Marino lasciò l'Italia nel 1980 per estirpare organi tra gli anglosassoni. Prima a Cambridge in Inghilterra, poi a Pittsburgh in Pennsylvania. Negli Usa fece un sacco di pratica, compresa quella sui babbuini. Fu così che nel 1997 diventò il trait d'union tra l'Università di Pittsburgh e la Regione Sicilia per la nascita a Palermo dell'Ismett, un supercentro per trapianti. Tornò in Italia e ne fu il mattatore, accentrando le cariche. Nonostante la bravura trapiantologica, si fece fama di arrogante, più autoritario che autorevole, incapace di lavorare in èquipe e motivare i collaboratori. Inoltre, mentre si diceva contrario alle raccomandazioni era spalleggiato da mezza Sicilia, dal sindaco di Palermo, Leoluca Orlando, al già citato cardinale Pappalardo. Quando Salvatore Cuffaro divenne governatore si fece quattro conti e scoprì che l'Ismett era un pozzo senza fondo. Ogni posto letto costava alla Regione, 1,7 milioni l'anno, contro una media della sanità siciliana di 200mila euro letto.

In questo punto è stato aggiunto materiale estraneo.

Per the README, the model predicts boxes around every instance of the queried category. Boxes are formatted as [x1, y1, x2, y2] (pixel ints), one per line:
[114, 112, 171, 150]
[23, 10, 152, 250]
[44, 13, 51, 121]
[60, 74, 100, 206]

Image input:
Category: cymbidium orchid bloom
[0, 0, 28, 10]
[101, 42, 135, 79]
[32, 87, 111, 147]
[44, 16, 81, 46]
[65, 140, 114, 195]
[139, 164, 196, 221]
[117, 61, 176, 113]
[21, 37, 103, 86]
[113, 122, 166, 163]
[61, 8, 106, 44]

Marino capì che per lui non era più aria e col tono di chi dice ingrata patria ruppe nel 2002 con Cuffaro, l'Ismett, l'Università di Pittsburgh e tornò negli Usa in un'altra struttura sanitaria. Fu a questo punto che nacque l'incresciosa vicenda dei rimborsi spese fasulli. Nel fare i conteggi della liquidazione, il capo del centro medico di Pittsburgh, Jeffrey A. Romoff, scoprì che Ignazio si era fatto rimborsare due volte le stesse spese, una dall'Ateneo di Pittsburgh, l'altra dall'Ismett. Crudelmente, Romoff precisò che ciò era avvenuto «intenzionalmente» e non per errore, per un totale di ottomila dollari. Quando la storia emerse nel 2009, Marino - già in politica da anni - farfugliò scuse ma non dette una spiegazione vera che manca tuttora. Solo una volta disse, infelicemente, che all'epoca maneggiava milioni e che «se un controllo contabile trova una discrepanza per ottomila dollari, beh, che volete che vi dica...». Insomma, se la cosa riguarda lui, che agli altri non perdona nulla, è tutta una quisquilia.

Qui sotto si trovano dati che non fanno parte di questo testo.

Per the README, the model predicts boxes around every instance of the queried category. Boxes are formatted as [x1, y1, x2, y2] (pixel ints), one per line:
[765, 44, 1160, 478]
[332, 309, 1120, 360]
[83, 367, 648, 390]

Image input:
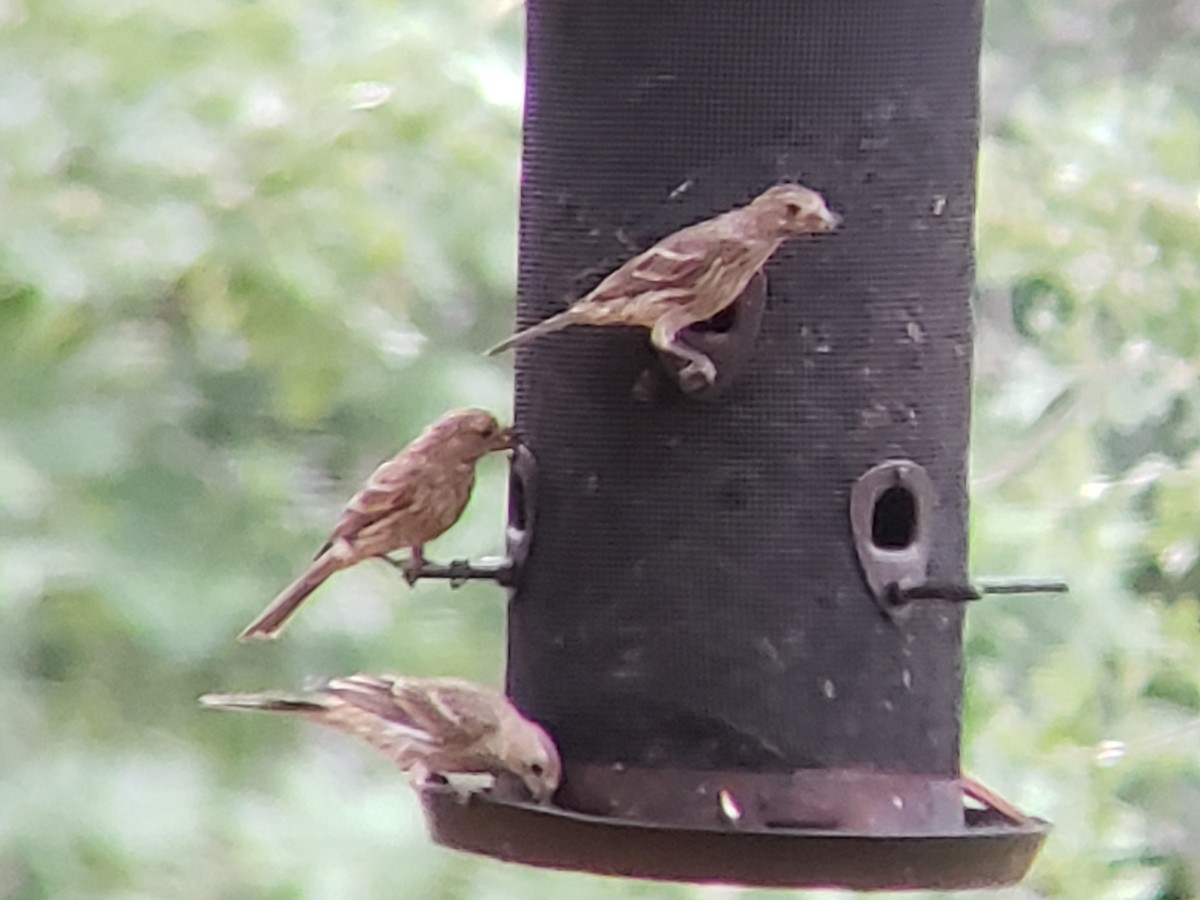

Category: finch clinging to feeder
[200, 674, 562, 802]
[487, 184, 840, 384]
[240, 409, 514, 640]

Marino l'americano si riaffaccia sulle nostre coste nel 2006. Vuole dare una sterzata alla sua vita e si rivolge a Max D'Alema, suo amico per ragioni mediche e di cui era collaboratore nella Fondazione Italianieuropei. Detto fatto. Max lo affida a Goffredo Bettini, il king maker del Pd - che pare sia dietro di lui anche in questa campagna per il Campidoglio - e Ignazio è eletto senatore. Il giorno dopo, cosa inaudita per un pivello, diventa presidente della commissione Sanità.

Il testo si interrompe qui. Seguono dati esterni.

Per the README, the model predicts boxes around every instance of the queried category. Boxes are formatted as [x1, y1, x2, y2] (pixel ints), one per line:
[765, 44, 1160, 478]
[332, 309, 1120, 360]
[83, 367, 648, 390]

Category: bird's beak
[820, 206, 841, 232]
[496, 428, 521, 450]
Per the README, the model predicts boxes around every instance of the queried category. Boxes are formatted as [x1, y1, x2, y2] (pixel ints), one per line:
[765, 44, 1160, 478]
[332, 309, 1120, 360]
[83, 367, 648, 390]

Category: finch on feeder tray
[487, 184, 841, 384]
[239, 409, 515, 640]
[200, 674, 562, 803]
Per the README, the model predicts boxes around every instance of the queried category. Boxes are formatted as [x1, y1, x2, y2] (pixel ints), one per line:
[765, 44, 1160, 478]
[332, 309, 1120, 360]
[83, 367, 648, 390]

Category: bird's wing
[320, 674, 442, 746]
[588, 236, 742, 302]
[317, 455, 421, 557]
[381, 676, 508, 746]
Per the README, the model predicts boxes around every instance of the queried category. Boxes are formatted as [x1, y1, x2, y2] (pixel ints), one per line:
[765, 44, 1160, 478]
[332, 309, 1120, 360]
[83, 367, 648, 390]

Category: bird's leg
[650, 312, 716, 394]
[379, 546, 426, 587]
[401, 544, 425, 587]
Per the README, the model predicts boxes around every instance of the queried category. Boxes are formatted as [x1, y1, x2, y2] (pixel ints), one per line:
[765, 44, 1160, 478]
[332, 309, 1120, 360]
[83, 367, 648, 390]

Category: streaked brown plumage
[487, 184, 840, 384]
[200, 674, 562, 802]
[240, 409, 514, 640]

Nonostante favoritismi e creste, Marino continua a considerarsi immacolato e a fare le bucce al prossimo. L'aria di superiorità lo ha reso odioso a molti, tanto che piace solo a Nichi Vendola e ai giustizialisti. Nel 2009 litigò perfino con D'Alema perché volle candidarsi per la segreteria, terzo incomodo tra Bersani e Franceschini. Max, che sosteneva Bersani, lo pregò di non farlo per non disperdere voti, ma l'altro rifiutò. D'Alema urlò e Marino disse: «Ho passato la vita tra fegati e sangue, figurati se posso avere paura». A Baffino fu chiaro che si era messa una serpe in casa com'era già accaduto con Di Pietro un decennio prima. Nelle stesse ore, innervosì pure a Rosy Bindi, nonostante li leghi l'incenso. C'era stato un mezzo matto, iscritto al Pd, che aveva commesso stupro. Ignazio sentenziò: «Nel Pd c'è una questione morale enorme».
Ma se non ce l'ha per il partito, perché volete rifilarlo per governare Roma?